Me mudei de escola e parte dos amigos com quem estudei desde
a pré-escola já não eram mais os companheiros de todo dia, com três exceções.
Meus pais mudaram de cidade e eu fiquei, por escolha,
mas já com a sensação de que não havia uma casa que fosse minha.

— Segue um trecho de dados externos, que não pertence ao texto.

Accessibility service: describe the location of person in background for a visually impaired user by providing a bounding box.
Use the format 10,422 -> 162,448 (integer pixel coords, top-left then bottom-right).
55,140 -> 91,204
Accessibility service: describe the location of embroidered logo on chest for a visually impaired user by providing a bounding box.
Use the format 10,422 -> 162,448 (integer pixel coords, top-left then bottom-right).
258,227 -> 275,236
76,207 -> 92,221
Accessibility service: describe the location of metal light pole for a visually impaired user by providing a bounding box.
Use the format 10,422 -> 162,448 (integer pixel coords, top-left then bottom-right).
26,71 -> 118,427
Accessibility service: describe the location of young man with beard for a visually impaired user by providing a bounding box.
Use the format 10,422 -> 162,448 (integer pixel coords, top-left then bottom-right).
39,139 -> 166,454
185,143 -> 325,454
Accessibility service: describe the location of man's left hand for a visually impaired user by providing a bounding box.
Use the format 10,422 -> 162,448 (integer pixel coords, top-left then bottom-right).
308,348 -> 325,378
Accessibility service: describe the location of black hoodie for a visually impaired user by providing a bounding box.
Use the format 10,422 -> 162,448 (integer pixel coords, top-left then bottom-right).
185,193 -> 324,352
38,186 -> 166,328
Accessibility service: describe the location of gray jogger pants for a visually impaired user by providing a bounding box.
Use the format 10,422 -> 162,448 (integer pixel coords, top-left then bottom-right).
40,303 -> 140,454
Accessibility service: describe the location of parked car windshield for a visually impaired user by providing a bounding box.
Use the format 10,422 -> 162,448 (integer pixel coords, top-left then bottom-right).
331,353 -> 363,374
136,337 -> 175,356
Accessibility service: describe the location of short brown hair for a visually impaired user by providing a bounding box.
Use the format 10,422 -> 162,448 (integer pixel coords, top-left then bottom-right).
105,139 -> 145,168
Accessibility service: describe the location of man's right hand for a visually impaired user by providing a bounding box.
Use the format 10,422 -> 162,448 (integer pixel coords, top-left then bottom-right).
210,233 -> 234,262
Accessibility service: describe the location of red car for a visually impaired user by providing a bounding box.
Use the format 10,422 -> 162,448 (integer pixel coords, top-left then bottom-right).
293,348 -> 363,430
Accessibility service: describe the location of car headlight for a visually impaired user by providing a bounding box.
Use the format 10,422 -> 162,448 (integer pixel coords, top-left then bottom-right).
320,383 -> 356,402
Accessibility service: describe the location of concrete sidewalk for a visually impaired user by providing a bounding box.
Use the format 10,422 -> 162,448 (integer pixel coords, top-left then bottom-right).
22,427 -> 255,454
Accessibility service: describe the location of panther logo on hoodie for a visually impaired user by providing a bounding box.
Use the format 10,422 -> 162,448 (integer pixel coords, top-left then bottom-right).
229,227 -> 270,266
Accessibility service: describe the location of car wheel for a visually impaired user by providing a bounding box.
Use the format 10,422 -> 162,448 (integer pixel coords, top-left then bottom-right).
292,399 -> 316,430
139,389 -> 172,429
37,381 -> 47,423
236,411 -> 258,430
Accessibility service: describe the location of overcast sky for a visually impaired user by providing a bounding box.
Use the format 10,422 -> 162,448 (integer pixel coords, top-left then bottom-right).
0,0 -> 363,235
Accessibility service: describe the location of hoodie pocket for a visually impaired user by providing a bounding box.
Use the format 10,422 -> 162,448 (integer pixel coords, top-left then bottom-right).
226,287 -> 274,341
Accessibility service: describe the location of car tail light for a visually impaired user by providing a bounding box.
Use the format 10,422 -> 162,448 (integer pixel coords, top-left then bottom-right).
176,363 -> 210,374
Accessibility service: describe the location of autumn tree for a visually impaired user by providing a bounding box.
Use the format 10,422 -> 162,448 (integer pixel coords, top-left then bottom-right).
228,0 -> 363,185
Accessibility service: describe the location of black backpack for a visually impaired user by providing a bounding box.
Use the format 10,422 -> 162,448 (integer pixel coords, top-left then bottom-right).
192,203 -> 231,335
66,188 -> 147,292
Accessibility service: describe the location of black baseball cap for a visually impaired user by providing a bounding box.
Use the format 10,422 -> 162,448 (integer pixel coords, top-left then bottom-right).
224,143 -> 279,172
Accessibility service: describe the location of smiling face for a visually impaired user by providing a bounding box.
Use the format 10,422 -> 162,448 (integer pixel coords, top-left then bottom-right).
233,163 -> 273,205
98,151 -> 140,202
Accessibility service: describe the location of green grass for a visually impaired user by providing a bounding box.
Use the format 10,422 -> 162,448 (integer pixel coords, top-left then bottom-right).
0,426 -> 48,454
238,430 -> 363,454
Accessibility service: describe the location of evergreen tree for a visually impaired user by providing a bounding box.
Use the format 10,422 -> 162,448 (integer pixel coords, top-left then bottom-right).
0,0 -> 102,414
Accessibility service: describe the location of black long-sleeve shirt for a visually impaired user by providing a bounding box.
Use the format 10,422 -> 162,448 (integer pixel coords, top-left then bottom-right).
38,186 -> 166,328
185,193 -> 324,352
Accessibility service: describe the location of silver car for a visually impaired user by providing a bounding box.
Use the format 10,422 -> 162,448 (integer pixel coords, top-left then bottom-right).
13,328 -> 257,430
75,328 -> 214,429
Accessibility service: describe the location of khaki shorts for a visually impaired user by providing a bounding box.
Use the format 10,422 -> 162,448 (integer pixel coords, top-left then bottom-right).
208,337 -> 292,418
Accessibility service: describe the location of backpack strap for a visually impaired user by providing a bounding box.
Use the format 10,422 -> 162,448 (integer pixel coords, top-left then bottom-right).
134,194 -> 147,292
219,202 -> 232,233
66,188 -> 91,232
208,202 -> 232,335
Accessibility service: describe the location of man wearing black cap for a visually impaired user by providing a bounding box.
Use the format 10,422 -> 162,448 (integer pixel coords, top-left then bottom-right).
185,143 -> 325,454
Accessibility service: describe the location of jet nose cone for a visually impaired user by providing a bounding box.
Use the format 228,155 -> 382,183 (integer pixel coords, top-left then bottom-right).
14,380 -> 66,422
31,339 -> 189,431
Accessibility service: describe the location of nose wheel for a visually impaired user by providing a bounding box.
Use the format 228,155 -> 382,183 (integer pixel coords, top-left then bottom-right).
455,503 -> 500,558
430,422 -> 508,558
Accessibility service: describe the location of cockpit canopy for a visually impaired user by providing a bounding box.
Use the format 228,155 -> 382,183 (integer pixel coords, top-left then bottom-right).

Um ano depois, mudei de cidade e novamente de escola. Mais
um ano e meio e fui para a universidade. Foram quatro anos de entendimento do
espaço, da cidade, da faculdade, dos professores, dos colegas, um tempo para se
sentir parte do lugar, para se sentir amigo verdadeiro de alguém. Quatro casas
em quatro anos... E com o fim do curso, parte da vida ficou para trás.
Daí quando me mudei para
uma cidade em que pretendia ficar por um bom tempo – e cá estou há 15 anos - acreditava
que as despedidas nunca mais iriam acontecer. Que ao meu redor, tudo seria
igual. Eu que não suporto monotonia e dias iguais, queria que as coisas se
repetissem por muito tempo. Queria não ter que empacotar coisas, subir e descer
móveis, ir aos mesmos bares com as mesmas pessoas. Ouvir as mesmas músicas. Ter
“estabilidade”.
Mas não foi assim, não é
assim. Na vida de jornalista, os dias são sempre diferentes. Onde quer que você
esteja, o que quer que você faça. E daí não falo apenas do trabalho. Acho que a
gente vem ao mundo com um carimbinho que diz: “mude algo todo dia”; “quando
ficar igual, transforme”.
Nessa vida louca, há sempre
um recomeço, diário, constante. E as despedidas continuam a arrancar pedaços do
meu peito. Eu não sei lidar com isso. Tenho medo do fim, tenho medo que a
distância leve embora as histórias, as risadas compartilhadas, as lágrimas que não
conseguimos derramar.
Tenho medo que tudo se
acabe, mesmo que o tudo tenha sido construído por anos, depois de muitas
despedidas e novos recomeços. Tenho medo, mesmo que eu
consiga sentir para sempre o cheiro dos encontros.
Hoje era para ser um bom
dia. Por fim, não é.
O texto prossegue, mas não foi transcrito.